In Coffey v. Commissioner, No. 18-3256, the Eighth Circuit Court of Appeals reversed the decision of the U.S. Tax Court that the IRS’s determinations were barred by the statute of limitations on assessment.
Taxpayers owned a profitable publishing enterprise that ostensibly relocated to the USVI, and Judith Coffey claimed to be a USVI resident thereafter.
The couple filed joint tax returns with the Virgin Islands Bureau of Internal Revenue (VIBIR), but not with the IRS.
In an opinion with a concurring and dissenting set of judges, the Tax Court held that the deficiency notices were time-barred because the pages that the VIBIR sent to the IRS constituted filed “returns” that started the limitations period.
The Eighth Circuit reversed the Tax Court and confirmed the long-standing principle that the statute of limitations begins only when a return is filed.

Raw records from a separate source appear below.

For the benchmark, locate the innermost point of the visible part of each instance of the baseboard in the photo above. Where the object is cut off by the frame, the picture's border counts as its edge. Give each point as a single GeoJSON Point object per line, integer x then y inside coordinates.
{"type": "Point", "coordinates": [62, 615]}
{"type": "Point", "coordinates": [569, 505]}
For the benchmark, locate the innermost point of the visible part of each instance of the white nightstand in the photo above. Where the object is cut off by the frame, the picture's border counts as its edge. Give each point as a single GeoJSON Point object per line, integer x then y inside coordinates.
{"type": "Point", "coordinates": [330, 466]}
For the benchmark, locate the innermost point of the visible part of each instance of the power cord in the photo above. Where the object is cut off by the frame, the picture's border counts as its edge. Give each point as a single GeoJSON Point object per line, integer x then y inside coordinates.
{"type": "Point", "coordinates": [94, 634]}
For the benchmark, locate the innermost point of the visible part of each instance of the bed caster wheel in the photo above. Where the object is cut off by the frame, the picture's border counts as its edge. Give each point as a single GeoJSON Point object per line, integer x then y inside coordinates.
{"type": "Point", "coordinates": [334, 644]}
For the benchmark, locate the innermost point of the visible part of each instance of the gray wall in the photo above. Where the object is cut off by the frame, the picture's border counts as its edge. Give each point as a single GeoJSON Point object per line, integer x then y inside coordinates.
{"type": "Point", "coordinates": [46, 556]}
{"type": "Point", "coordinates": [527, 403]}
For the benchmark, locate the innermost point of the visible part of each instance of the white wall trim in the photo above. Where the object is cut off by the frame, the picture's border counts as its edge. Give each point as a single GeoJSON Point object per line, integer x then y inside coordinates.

Because the taxpayers did not comply with the requirements to file returns with the IRS, the statute of limitations never began to run.
Although the Eighth Circuit’s opinion is focused on the statute of limitations issue, the Tax Division and the IRS will use all available legal processes to challenge improper attempts to avoid or evade U.S. income tax by unlawfully misrepresenting a taxpayer’s residence, regardless of where such residence is claimed. See e.g., IRS Notice 2004-45.